Added a """You ideally want to have worked out a straight-forward and
fully reliable way to reproduce the regression, too.""" to the note at
the start and changed this area to:

"""Note, getting this wrong just once will send the rest of the
bisection totally off course. To prevent having to start anew later you
thus want to ensure what you tell Git is correct -- it is thus often
wise to spend a few minutes more on testing when your reproducer is
somewhat unreliable."""


>> + Go back to back to step 1, if Git after issuing one of those commands checks
>> + out another bisection point while printing something like 'Bisecting:
>> + 675 revisions left to test after this (roughly 10 steps)'.
>> +
>> + You finished the bisection and move to the next point below, if Git instead
>> + prints something like 'cafecaca0c0dacafecaca0c0dacafecaca0c0da is the first
>> + bad commit'; right afterwards it will show some details about the culprit
>> + including its patch description.
>
> That's a big and hard-to-parse sentence. I'd start with the "if"
> condition - this isn't perl :)

I really wanted to have the "where to go next" aspect in that sentence.
But yes, I guess I tried to hard. Changed this to:

"""You have finished the bisection, if Git instead prints something like
'cafecaca0c0dacafecaca0c0dacafecaca0c0da is the first bad commit'. In
that case move to the next point below. Note, right after displaying
that line Git will show some details about the culprit including its
patch description; this can easily fill your terminal, so you might need
to scroll up to see the message mentioning the culprit's commit-id.

In case you are missed Git's output, you at any time of the bisection
can run ``git bisect log`` to print the status: it will show how many
steps remains or mention the result of the bisection."""

>> +* Recommended complementary task: put the bisection log and the current
>> + .config file aside for the bug report; furthermore tell Git to reset the
>> + sources to the state before the bisection::
>> +
>> + git bisect log > ~/bisection-log
>> + cp .config ~/bisection-config-culprit
>> + git bisect reset
>> +
>> +* Recommended optional task: try reverting the culprit on top of the latest
>> + codebase; if successful, this will validate your bisection and enable
>> + developers to resolve the regression through a revert.
>
> "successful" could be misinterpreted as referring to the revert itself
> here.
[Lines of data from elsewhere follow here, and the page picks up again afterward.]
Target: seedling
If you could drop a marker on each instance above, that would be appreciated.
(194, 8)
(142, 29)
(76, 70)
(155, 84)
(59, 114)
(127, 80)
An explicit "if that fixes the bug..." would be more clear.

Now reads """Recommended optional task: try reverting the culprit on top
of the latest codebase and check if that fixes your bug; if that is the
case, it validates the bisection and enables developers to resolve the
regression through a revert."""

> [...]
>
> Thanks for doing this.

Many thx for the feedback, much appreciated.

Ciao, Thorsten